Crônicas de Bibliotecas Públicas Possíveis no Século XXI (I)

A primeira pessoa chega e pergunta: estou procurando um livro que tenha informação sobre material de construção. O profissional responde, eu tenho cara de google? Pergunte ao seu celular.

A segunda pessoa começa a falar: eu tive um sonho estranho, embolado, estava sendo perseguida por um livro de capa verde, que eu li uma vez na infância mas não lembro o nome. O profissional responde: você já passeou pela nossa estante só de livros de capa verde?

A terceira pessoa pergunta: onde estão os computadores? O profissional responde: a nossa exposição sobre história da tecnologia da informação esta no segundo andar. Nós temos um engenheiro de produção orientando a visita hoje. Você pode ir pelo elevador acompanhado aquele senhor de cadeira de rodas.

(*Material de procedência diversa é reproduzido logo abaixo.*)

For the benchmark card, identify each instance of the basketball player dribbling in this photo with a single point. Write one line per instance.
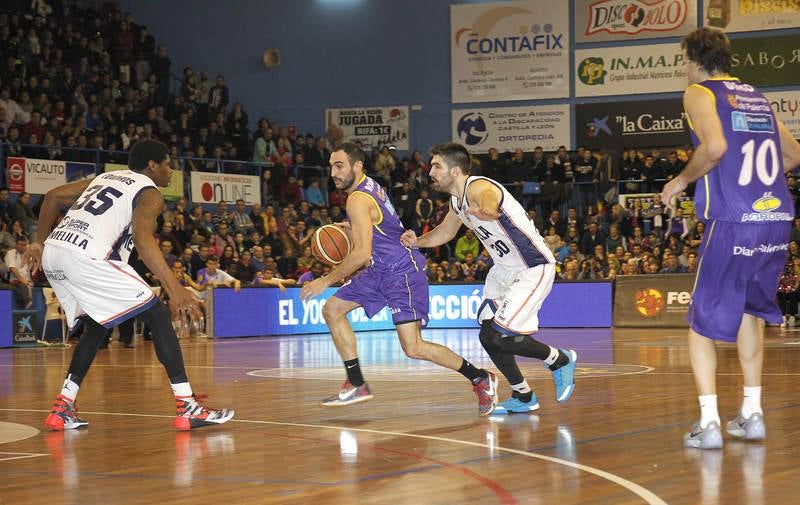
(741, 153)
(85, 260)
(518, 282)
(394, 276)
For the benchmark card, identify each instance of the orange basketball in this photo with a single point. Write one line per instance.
(330, 244)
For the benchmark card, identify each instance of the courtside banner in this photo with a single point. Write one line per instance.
(372, 126)
(652, 300)
(751, 15)
(653, 68)
(645, 123)
(265, 311)
(211, 188)
(767, 61)
(604, 20)
(509, 128)
(786, 105)
(503, 51)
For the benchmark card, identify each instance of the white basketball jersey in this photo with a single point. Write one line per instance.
(99, 222)
(512, 240)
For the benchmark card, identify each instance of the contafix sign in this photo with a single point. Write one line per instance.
(767, 61)
(650, 123)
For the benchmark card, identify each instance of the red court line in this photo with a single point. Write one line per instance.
(504, 494)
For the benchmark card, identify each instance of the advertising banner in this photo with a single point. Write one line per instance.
(604, 20)
(652, 300)
(171, 193)
(650, 123)
(654, 68)
(508, 128)
(40, 176)
(211, 188)
(271, 312)
(372, 126)
(751, 15)
(767, 61)
(786, 105)
(504, 51)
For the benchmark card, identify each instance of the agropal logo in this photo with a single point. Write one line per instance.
(635, 16)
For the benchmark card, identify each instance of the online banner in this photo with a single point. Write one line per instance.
(372, 126)
(264, 311)
(641, 123)
(507, 51)
(653, 68)
(751, 15)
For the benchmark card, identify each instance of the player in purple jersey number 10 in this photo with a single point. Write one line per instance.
(734, 290)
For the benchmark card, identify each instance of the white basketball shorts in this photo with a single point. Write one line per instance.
(109, 292)
(514, 298)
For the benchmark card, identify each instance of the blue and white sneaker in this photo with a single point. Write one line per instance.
(564, 377)
(517, 406)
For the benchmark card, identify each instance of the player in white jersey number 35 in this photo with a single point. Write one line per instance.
(85, 259)
(518, 282)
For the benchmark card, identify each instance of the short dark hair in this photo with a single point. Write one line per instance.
(353, 152)
(144, 151)
(709, 48)
(454, 154)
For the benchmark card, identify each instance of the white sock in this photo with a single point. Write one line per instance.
(522, 387)
(751, 402)
(552, 358)
(182, 390)
(69, 389)
(708, 410)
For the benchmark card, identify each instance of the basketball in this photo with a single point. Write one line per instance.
(330, 244)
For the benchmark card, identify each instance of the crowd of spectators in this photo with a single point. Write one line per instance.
(74, 78)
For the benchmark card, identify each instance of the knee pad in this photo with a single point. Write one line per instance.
(491, 339)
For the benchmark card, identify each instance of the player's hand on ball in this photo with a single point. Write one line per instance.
(409, 238)
(33, 257)
(313, 288)
(483, 214)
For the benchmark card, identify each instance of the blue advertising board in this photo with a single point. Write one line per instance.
(268, 311)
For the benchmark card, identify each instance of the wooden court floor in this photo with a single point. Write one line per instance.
(617, 441)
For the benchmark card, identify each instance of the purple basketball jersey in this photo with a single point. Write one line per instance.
(747, 186)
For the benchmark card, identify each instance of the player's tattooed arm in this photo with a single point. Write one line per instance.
(53, 202)
(790, 148)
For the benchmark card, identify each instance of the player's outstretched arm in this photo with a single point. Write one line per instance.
(443, 233)
(358, 209)
(148, 207)
(790, 148)
(699, 105)
(53, 202)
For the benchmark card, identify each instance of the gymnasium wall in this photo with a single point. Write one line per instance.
(347, 53)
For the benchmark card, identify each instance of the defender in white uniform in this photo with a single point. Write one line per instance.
(85, 259)
(518, 282)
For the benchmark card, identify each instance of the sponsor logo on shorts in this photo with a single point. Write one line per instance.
(760, 249)
(754, 123)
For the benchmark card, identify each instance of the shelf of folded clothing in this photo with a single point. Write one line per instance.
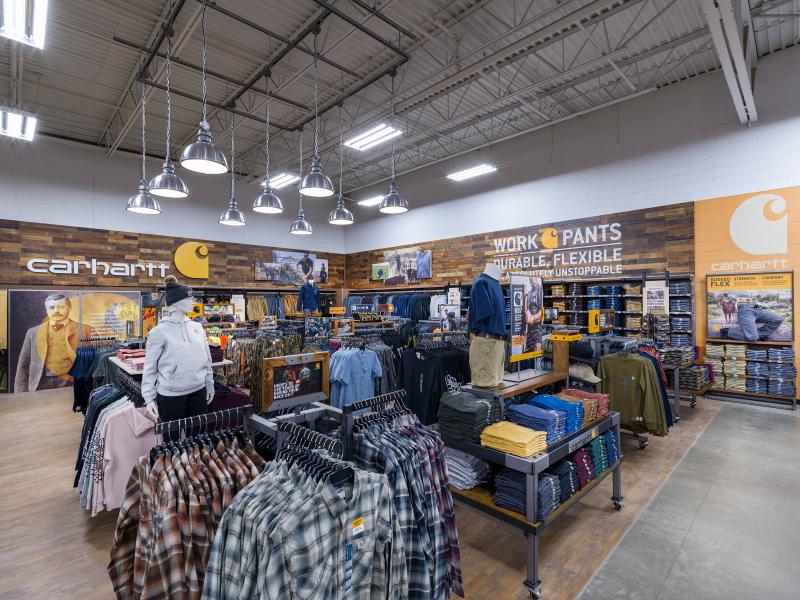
(542, 460)
(529, 385)
(132, 371)
(480, 498)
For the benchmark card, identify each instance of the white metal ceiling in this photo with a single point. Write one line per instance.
(479, 70)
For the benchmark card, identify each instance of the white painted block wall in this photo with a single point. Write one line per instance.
(681, 143)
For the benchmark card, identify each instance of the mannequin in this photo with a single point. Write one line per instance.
(177, 381)
(308, 297)
(487, 321)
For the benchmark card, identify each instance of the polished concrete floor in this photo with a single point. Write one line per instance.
(725, 523)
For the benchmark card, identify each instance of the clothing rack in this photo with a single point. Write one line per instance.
(163, 427)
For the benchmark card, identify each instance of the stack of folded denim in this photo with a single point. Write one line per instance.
(463, 416)
(781, 370)
(589, 407)
(465, 471)
(549, 495)
(757, 386)
(782, 354)
(782, 387)
(551, 422)
(513, 439)
(758, 369)
(612, 446)
(567, 473)
(510, 490)
(574, 410)
(755, 354)
(597, 448)
(583, 460)
(601, 399)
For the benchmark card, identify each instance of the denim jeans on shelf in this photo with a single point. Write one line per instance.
(750, 317)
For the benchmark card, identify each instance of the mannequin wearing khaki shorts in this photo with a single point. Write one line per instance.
(487, 359)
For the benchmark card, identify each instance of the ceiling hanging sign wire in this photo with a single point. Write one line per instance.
(316, 184)
(202, 156)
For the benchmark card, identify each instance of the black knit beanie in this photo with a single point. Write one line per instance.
(176, 291)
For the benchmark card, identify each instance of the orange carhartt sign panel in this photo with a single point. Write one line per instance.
(749, 233)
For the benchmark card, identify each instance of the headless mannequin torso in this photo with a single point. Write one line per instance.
(177, 380)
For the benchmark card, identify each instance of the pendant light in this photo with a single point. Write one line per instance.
(393, 203)
(202, 156)
(316, 184)
(142, 202)
(232, 215)
(167, 184)
(268, 202)
(340, 215)
(300, 226)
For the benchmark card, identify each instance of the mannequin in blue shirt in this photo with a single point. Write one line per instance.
(487, 321)
(308, 298)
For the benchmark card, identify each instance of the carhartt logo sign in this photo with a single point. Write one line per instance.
(191, 260)
(760, 225)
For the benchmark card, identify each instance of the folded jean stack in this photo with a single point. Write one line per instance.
(781, 354)
(755, 354)
(583, 459)
(514, 439)
(463, 416)
(782, 387)
(552, 422)
(589, 407)
(676, 356)
(597, 448)
(573, 410)
(612, 446)
(600, 399)
(549, 496)
(465, 471)
(510, 490)
(695, 377)
(567, 473)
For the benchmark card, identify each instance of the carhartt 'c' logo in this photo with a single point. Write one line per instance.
(191, 260)
(550, 238)
(760, 225)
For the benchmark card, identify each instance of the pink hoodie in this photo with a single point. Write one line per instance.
(127, 434)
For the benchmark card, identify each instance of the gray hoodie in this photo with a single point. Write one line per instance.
(178, 360)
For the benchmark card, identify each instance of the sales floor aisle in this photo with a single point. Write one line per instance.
(51, 549)
(725, 523)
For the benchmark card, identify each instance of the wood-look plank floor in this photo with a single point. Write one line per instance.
(52, 549)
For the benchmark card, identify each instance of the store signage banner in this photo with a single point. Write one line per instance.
(527, 313)
(554, 253)
(750, 307)
(656, 298)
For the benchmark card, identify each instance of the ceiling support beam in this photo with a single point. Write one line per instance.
(728, 43)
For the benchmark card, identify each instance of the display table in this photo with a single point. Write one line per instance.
(131, 371)
(480, 498)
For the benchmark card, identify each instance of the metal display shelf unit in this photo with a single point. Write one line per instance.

Uma quarta pessoa que surpreendentemente nunca havia entrado em uma biblioteca no século XXI entra questionando: não entendi muito bem como você organizam a coleção de vocês. Por que aquela estante esta bagunçada? O profissional responde: aquela é a estante do João da Silva. Ele era um frequentador da nossa biblioteca antiga – da época em que se classificavam e catalogavam e colocavam etiquetas nos livros – e fizemos uma estante sobre os artefatos que o tornou humano. Tentamos preservar a sua memória através dos que ele mais gostava: os filmes, os livros, as fotografias antigas.

Ao entrar em uma biblioteca ouve-se uma voz humana conhecida — Roberto Carlos, narrando de forma um pouco melódica: Com quem você gostaria de conversar hoje? Temos um poeta, um historiador, uma engenheira, um cultivador de hortas orgânicas, e até a primeira brasileira a ganhar um nobel esta conosco hoje conversando sobre o prazer da pesquisa com adolescentes no primeiro andar.

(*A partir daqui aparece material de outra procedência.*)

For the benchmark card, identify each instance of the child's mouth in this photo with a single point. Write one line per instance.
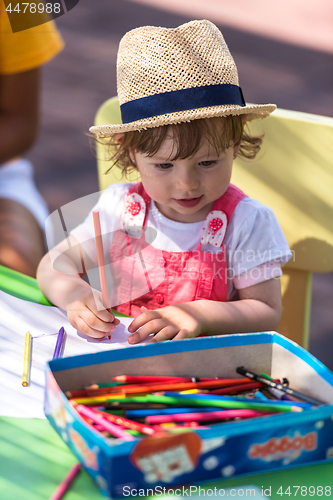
(189, 202)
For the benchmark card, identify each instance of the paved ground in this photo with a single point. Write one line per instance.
(284, 55)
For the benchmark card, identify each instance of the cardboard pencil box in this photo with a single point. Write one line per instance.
(223, 451)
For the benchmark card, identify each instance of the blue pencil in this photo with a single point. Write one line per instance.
(60, 343)
(211, 397)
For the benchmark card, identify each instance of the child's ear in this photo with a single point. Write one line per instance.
(236, 149)
(119, 137)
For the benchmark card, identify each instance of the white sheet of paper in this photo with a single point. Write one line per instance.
(16, 318)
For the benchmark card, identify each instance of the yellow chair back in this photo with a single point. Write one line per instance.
(294, 176)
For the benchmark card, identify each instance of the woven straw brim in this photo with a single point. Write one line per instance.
(252, 111)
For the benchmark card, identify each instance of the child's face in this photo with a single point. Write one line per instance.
(185, 190)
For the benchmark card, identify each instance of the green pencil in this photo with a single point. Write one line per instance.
(172, 400)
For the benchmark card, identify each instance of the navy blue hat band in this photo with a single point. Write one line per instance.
(181, 100)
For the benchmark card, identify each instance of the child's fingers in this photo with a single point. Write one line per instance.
(166, 333)
(89, 324)
(183, 334)
(141, 320)
(99, 310)
(153, 326)
(92, 331)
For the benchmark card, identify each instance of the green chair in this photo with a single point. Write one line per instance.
(294, 176)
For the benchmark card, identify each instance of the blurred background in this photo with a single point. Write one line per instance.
(284, 54)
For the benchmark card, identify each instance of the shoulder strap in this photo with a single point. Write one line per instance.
(229, 201)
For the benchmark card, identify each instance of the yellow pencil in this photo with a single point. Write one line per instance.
(27, 360)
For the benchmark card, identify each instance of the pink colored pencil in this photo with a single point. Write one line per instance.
(66, 483)
(155, 378)
(115, 430)
(203, 416)
(101, 260)
(126, 423)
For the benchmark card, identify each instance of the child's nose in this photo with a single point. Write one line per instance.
(186, 181)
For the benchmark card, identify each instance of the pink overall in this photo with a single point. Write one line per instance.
(145, 276)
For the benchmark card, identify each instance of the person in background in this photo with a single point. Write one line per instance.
(22, 209)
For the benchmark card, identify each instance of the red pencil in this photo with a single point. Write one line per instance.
(65, 484)
(238, 388)
(204, 417)
(156, 378)
(184, 385)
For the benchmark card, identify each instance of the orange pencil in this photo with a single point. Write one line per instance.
(100, 260)
(183, 385)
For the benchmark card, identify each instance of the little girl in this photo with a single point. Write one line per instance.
(190, 253)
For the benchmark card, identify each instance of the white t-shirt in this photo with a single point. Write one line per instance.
(255, 244)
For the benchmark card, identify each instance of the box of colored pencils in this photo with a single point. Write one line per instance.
(168, 414)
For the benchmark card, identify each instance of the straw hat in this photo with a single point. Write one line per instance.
(173, 75)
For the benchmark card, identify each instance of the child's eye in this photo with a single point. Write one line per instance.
(163, 166)
(207, 163)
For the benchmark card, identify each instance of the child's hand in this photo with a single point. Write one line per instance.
(179, 321)
(84, 315)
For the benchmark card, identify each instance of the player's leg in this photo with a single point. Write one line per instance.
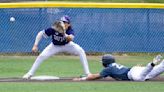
(139, 74)
(47, 52)
(150, 67)
(157, 70)
(74, 48)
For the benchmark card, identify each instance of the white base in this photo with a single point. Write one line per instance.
(44, 77)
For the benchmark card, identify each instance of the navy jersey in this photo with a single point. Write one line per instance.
(116, 71)
(58, 38)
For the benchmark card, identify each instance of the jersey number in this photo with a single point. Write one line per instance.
(117, 65)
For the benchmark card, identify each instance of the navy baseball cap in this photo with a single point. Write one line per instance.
(65, 18)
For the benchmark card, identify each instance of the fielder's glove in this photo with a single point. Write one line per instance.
(59, 27)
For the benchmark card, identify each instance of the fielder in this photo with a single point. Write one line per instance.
(62, 41)
(120, 72)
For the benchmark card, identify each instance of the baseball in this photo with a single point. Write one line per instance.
(12, 19)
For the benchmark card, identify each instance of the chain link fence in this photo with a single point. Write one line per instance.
(96, 30)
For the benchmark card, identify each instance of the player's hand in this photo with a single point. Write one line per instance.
(79, 79)
(35, 48)
(69, 37)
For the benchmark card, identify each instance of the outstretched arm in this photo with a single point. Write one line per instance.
(69, 37)
(37, 40)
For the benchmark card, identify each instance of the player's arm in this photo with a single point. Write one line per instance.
(37, 40)
(69, 37)
(89, 77)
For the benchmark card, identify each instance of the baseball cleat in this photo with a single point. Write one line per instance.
(157, 59)
(27, 76)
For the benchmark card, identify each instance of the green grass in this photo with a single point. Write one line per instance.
(116, 1)
(67, 66)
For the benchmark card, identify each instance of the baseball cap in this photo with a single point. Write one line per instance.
(65, 18)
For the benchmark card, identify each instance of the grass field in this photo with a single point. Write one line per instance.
(117, 1)
(67, 66)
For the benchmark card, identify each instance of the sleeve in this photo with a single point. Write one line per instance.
(105, 72)
(70, 32)
(49, 32)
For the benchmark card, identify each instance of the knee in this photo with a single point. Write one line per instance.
(80, 51)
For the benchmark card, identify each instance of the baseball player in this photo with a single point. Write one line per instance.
(62, 41)
(120, 72)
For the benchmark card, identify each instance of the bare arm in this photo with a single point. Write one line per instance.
(69, 37)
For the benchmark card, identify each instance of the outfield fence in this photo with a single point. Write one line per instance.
(99, 27)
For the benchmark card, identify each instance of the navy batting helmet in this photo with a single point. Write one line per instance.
(107, 59)
(65, 18)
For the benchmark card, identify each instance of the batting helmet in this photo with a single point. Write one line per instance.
(107, 59)
(65, 18)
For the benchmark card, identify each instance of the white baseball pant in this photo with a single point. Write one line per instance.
(52, 49)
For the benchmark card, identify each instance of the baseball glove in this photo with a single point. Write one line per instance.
(59, 27)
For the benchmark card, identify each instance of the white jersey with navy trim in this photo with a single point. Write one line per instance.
(58, 38)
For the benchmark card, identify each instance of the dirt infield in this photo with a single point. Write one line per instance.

Os dispositivos móveis e a internet das coisas permitiu que o espaço físico pudesse funcionar como a internet: sem nenhuma organização. Como a internet foi tomada pela inteligência artificial e as facilidade de buscar informação sobre qualquer coisa, as bibliotecas públicas buscaram transformar-se para ser um contraponto a technopolis e promovendo um retorno as conversações e ao desenvolvimento humano.

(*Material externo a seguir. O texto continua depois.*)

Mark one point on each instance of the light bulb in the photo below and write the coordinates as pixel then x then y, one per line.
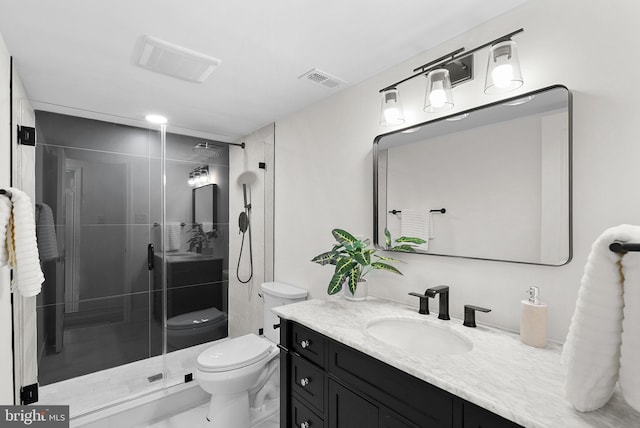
pixel 502 75
pixel 437 97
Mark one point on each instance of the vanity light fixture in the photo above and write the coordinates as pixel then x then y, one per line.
pixel 156 118
pixel 448 71
pixel 391 113
pixel 503 68
pixel 438 96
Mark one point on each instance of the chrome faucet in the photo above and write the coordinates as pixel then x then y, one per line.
pixel 443 291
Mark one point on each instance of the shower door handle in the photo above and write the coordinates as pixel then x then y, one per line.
pixel 150 256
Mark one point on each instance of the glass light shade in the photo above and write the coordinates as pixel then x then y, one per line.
pixel 503 69
pixel 438 97
pixel 391 112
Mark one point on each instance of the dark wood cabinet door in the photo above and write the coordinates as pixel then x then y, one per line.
pixel 348 410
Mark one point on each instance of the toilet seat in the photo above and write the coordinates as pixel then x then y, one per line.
pixel 234 354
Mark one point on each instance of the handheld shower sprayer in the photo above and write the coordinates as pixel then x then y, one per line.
pixel 246 179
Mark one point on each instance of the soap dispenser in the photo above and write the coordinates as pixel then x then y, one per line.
pixel 533 325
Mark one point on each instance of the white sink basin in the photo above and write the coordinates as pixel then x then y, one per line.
pixel 418 337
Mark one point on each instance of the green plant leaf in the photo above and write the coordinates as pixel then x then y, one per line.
pixel 335 284
pixel 387 237
pixel 324 258
pixel 384 266
pixel 363 257
pixel 404 248
pixel 343 237
pixel 344 265
pixel 411 240
pixel 389 259
pixel 354 276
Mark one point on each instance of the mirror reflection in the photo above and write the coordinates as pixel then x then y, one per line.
pixel 489 183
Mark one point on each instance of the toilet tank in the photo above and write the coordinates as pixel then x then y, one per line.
pixel 278 294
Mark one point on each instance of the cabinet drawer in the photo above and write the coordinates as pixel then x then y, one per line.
pixel 302 416
pixel 307 381
pixel 308 343
pixel 419 402
pixel 477 417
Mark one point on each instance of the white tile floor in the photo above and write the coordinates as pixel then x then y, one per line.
pixel 195 418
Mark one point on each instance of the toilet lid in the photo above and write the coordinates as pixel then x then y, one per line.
pixel 234 353
pixel 196 319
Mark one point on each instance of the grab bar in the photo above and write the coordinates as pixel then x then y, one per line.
pixel 623 247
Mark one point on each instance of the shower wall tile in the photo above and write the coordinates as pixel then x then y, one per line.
pixel 69 131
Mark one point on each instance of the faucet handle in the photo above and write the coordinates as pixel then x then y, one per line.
pixel 470 314
pixel 424 302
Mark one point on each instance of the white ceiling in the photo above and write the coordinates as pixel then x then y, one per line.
pixel 81 54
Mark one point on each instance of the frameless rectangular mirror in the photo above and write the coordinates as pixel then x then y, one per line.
pixel 489 183
pixel 204 205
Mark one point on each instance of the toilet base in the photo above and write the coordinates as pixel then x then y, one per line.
pixel 229 411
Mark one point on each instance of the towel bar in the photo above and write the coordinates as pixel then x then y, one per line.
pixel 622 247
pixel 440 210
pixel 183 224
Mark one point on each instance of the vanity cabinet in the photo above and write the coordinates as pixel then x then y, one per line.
pixel 325 383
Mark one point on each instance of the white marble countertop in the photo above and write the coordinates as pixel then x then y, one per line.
pixel 501 374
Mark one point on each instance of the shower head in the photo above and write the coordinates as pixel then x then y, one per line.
pixel 247 178
pixel 208 149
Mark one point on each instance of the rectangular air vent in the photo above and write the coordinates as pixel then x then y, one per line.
pixel 173 60
pixel 321 78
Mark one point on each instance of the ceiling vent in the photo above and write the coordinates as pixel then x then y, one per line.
pixel 321 78
pixel 173 60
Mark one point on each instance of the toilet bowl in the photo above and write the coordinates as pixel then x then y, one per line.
pixel 194 328
pixel 242 372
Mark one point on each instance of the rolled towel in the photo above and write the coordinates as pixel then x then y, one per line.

Houve uma época na história em que os bibliotecários deixaram de acreditar nas bibliotecas e foram tentando transformar-se em profissionais da informação – emulando a primeira geração dos robôs da inteligência artificial. Passaram a atuar como representantes comerciais da indústria do software e da versão ultrapassada da academia, baseada nos critérios da comoditização do conhecimento. Normatizavam trabalhos de acordo com a abnt, usavam código e regras defasadas, e não sobrou nada que eles pudessem fazer em um cenário digital – passando até a defendender que documentos digitais precisavam ser preservados, assumindo funções em arquivos. Gestores da informação foram contratados para administrar bibliotecas, comparando-as com o google, investindo na digitalização dos acervos e subvertendo a função dos espaços, com o discurso obsoleto de que tudo é sobre disseminação da informação e de que um conceito como o de unidades de informação criado na década de setenta no mundo pré-computação pessoal pudesse fazer sentido no séc. XXI.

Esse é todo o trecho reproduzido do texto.